In relation to the call for the peaking of global emissions, Egypt also emphasized the need for various scenarios on the economic and social impacts of such peaking on developing countries with clear analysis.

Nigeria said that the road to Durban had clear mandate, which came from Bali and the idea of the new mandate cannot be a re-negotiation of the mandate. There could not be a new multilateral regime that is with a single treaty that reneges the KP.  There was need to complete the second commitment period process under the KP. The AWG-LCA outcome provides the wider framework. The issue of a new mandate does not arise.

The Democratic Republic of Congo, in stressing the need for a second commitment period of the KP, underlined the need for a clear firewall in the two-tracks of the negotiations.  For a future multilateral regime, it called for the principles and provisions of the Convention to be respected and for the full implementation of the means of implementation for developing countries and for continued discussions on the form of the legal outcome under the AWG-LCA.

Venezuela said that it was willing to discuss all ways and means to enhance the full, effective and sustained implementation of the Convention, which was part of the Bali Roadmap under the BAP.

Grenada for AOSIS reiterated their position that Durban must have a decision establishing a 5 year second commitment period to run from 2013-2017 with a single legal base year of 1990.  It said that the KP outcome was part of the regime under the two-track outcome, where without it, there could not be a way forward. On the second question, it wanted a process to scale up the mitigation pledges.

Barbados in supporting Grenada stressed the need for a second commitment period under the KP with more ambitious pledges. It wanted a Durban mandate to negotiate a new legally binding agreement under the AWG-LCA that will respect the principle of common but differentiated responsibilities and a clear process to raise the level of ambition.  Nauru supported Grenada and Barbados.

European Union called for Durban to initiate a process at delivering a new global and comprehensive legally binding framework, which builds on the KP and also reflected today’s realities (referring to the need to encompass all major economies including some developing countries.) It wanted negotiations in a new ad-hoc working group to be completed by 2015. It was in this context with a clear roadmap for a future regime that the EU was prepared to undertake a second commitment period under the KP.

Japan called for a new single comprehensive legal instrument, which would be fair and equitable where all major economies could participate. It wanted a mandate to negotiate a new treaty. It called for concrete steps in Durban to indicate the way forward, where a new space was needed to start discussions towards the future new treaty, and proposed a new working group for this.
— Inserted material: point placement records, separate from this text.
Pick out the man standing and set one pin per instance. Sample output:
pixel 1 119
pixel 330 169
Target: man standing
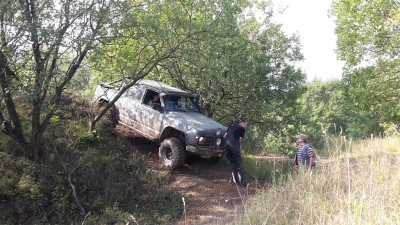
pixel 233 139
pixel 305 153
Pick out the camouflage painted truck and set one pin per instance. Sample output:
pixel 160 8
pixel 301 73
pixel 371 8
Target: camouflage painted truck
pixel 176 122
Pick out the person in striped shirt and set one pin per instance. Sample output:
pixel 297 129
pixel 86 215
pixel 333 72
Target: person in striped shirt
pixel 305 156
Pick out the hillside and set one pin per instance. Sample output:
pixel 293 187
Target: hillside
pixel 108 176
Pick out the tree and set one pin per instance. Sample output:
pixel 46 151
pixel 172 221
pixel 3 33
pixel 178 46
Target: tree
pixel 368 41
pixel 242 68
pixel 43 44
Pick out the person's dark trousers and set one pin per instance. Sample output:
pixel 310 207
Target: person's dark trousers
pixel 237 166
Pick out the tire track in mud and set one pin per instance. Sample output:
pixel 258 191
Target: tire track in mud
pixel 205 186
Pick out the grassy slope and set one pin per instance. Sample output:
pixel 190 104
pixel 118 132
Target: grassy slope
pixel 111 185
pixel 359 183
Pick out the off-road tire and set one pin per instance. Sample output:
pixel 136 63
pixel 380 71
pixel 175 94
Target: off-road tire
pixel 172 153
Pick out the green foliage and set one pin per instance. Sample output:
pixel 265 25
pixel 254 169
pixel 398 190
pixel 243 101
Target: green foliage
pixel 368 40
pixel 112 186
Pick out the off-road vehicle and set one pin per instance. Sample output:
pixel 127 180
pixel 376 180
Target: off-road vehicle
pixel 176 122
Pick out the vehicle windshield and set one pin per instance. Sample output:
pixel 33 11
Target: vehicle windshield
pixel 181 103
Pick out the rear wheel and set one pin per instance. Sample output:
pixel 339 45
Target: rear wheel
pixel 214 159
pixel 172 153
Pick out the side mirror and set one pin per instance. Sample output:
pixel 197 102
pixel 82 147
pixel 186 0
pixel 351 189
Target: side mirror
pixel 157 106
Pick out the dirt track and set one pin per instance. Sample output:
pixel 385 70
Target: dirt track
pixel 205 186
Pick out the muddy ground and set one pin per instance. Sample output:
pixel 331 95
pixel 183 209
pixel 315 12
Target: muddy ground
pixel 208 193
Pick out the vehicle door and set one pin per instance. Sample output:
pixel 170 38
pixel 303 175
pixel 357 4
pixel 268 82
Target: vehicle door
pixel 128 107
pixel 151 115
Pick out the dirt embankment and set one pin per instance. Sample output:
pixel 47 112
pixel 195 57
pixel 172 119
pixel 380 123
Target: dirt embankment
pixel 207 193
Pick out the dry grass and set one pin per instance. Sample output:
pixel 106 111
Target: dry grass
pixel 358 184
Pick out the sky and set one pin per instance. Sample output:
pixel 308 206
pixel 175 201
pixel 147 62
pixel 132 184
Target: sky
pixel 310 20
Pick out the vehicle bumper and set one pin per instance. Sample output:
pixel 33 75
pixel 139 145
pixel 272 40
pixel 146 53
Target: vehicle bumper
pixel 205 152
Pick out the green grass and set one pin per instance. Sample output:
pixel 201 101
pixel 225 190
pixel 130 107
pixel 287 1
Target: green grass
pixel 358 184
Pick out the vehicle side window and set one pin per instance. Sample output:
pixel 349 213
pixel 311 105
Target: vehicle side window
pixel 151 98
pixel 134 93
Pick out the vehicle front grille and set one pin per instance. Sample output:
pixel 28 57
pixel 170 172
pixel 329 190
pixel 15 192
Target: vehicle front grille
pixel 212 142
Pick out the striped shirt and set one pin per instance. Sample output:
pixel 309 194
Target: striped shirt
pixel 303 154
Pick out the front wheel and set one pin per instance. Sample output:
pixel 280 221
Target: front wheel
pixel 171 153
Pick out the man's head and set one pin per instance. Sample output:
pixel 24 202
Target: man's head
pixel 301 138
pixel 243 123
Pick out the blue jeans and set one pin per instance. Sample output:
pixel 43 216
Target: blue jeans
pixel 233 154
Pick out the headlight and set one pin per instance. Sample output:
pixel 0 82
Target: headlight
pixel 218 142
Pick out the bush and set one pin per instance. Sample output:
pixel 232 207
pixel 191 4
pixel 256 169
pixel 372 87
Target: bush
pixel 82 177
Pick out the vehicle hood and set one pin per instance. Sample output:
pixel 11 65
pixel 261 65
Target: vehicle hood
pixel 193 121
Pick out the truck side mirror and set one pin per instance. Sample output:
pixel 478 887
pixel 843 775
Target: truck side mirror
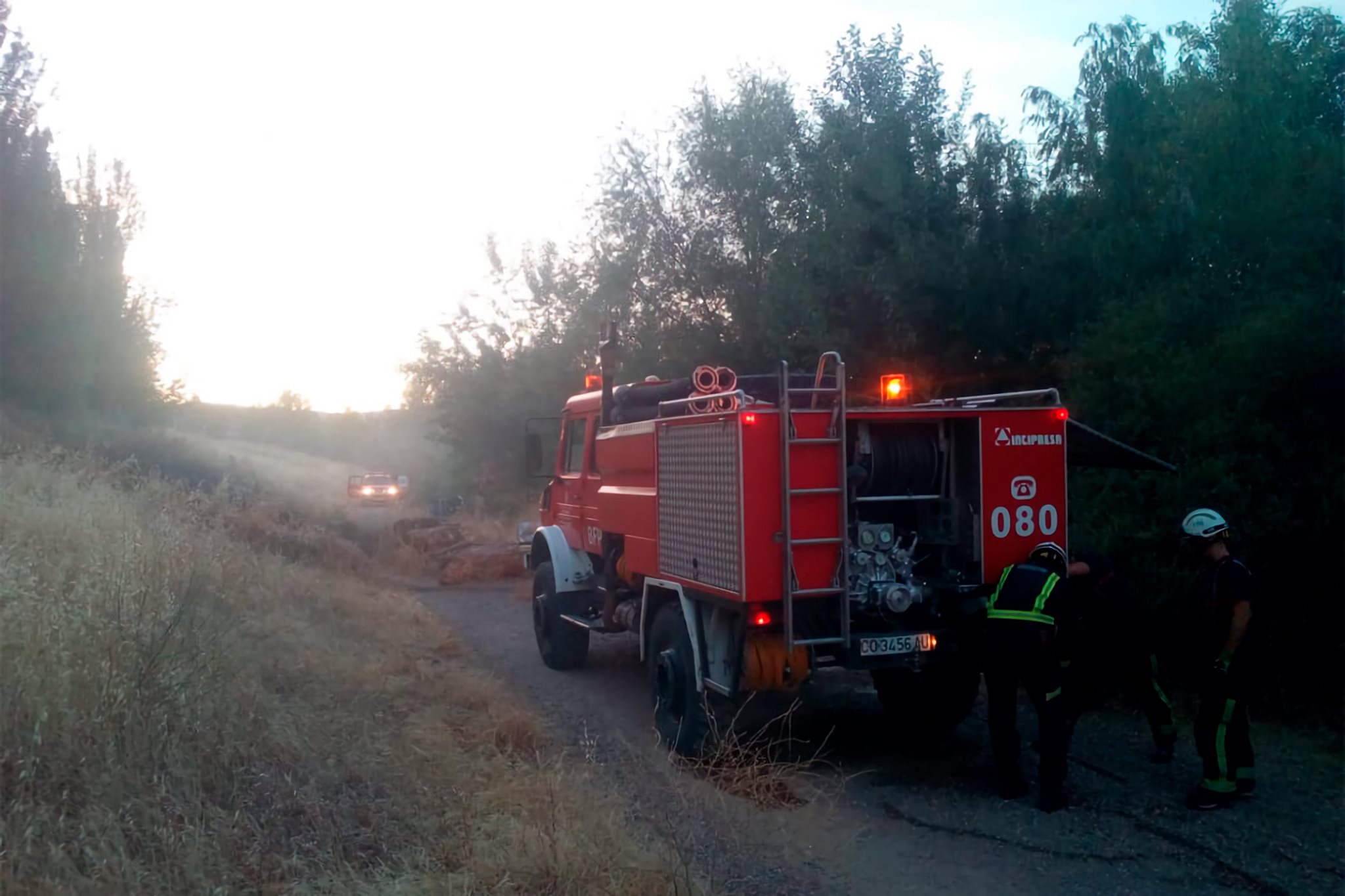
pixel 533 446
pixel 539 431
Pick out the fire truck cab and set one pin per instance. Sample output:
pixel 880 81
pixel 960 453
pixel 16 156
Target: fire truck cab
pixel 753 535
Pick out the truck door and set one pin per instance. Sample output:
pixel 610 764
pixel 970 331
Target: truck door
pixel 568 486
pixel 592 530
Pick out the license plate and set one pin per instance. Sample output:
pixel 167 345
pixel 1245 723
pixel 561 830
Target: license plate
pixel 894 644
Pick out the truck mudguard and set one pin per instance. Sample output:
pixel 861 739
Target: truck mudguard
pixel 573 568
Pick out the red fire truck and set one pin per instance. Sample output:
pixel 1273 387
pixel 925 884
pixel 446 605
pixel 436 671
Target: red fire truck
pixel 753 535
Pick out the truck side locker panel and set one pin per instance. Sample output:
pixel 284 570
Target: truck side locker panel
pixel 762 547
pixel 699 504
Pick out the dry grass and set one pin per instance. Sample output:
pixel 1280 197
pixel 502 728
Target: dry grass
pixel 759 763
pixel 182 712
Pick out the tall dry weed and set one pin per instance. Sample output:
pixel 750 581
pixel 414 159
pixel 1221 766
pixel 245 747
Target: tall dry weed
pixel 182 712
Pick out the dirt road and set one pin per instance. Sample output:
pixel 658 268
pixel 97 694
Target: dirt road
pixel 885 820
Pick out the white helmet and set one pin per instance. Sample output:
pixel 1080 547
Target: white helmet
pixel 1204 524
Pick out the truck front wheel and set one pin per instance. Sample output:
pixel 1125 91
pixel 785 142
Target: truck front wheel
pixel 563 645
pixel 680 711
pixel 931 702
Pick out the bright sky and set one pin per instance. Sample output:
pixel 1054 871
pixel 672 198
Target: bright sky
pixel 319 175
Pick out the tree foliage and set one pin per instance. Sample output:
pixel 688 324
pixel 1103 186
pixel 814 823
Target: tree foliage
pixel 73 332
pixel 1169 253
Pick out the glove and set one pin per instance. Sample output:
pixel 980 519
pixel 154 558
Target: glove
pixel 1222 664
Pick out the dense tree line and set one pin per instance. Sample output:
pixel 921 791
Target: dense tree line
pixel 74 336
pixel 1168 251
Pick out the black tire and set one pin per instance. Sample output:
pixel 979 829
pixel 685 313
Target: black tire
pixel 681 716
pixel 563 645
pixel 929 703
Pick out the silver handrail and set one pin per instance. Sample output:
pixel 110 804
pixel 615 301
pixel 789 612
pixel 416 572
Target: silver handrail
pixel 970 400
pixel 822 370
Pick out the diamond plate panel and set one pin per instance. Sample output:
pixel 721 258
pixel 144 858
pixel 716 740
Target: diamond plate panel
pixel 699 530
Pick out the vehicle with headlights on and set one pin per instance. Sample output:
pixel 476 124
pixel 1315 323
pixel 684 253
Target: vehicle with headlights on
pixel 753 530
pixel 377 488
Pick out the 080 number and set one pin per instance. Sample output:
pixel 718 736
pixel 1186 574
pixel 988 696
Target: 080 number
pixel 1024 523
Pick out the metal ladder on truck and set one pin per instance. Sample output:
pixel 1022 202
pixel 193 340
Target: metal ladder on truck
pixel 824 405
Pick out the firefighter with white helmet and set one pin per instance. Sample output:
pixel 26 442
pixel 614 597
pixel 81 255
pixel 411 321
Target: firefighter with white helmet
pixel 1223 736
pixel 1021 647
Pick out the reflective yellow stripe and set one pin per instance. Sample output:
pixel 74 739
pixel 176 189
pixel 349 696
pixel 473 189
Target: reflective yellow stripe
pixel 1220 757
pixel 1025 616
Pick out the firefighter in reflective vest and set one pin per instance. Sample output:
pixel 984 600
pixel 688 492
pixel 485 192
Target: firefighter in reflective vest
pixel 1223 735
pixel 1021 648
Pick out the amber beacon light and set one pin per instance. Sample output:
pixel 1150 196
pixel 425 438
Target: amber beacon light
pixel 892 387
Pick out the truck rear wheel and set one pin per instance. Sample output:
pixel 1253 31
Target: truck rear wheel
pixel 563 645
pixel 681 716
pixel 931 702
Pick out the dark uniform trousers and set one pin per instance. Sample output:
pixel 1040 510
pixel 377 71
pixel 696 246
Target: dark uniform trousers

Australia said that a new regime was needed which clarifies the mitigation targets of all Parties. The new regime must be flexible to accommodate the different domestic approaches and different circumstances and capacities of Parties. The KP alone is not enough and a single legal agreement binding all major economies was needed which could build on the rules of the KP.

The informal consultations will continue on 1 December.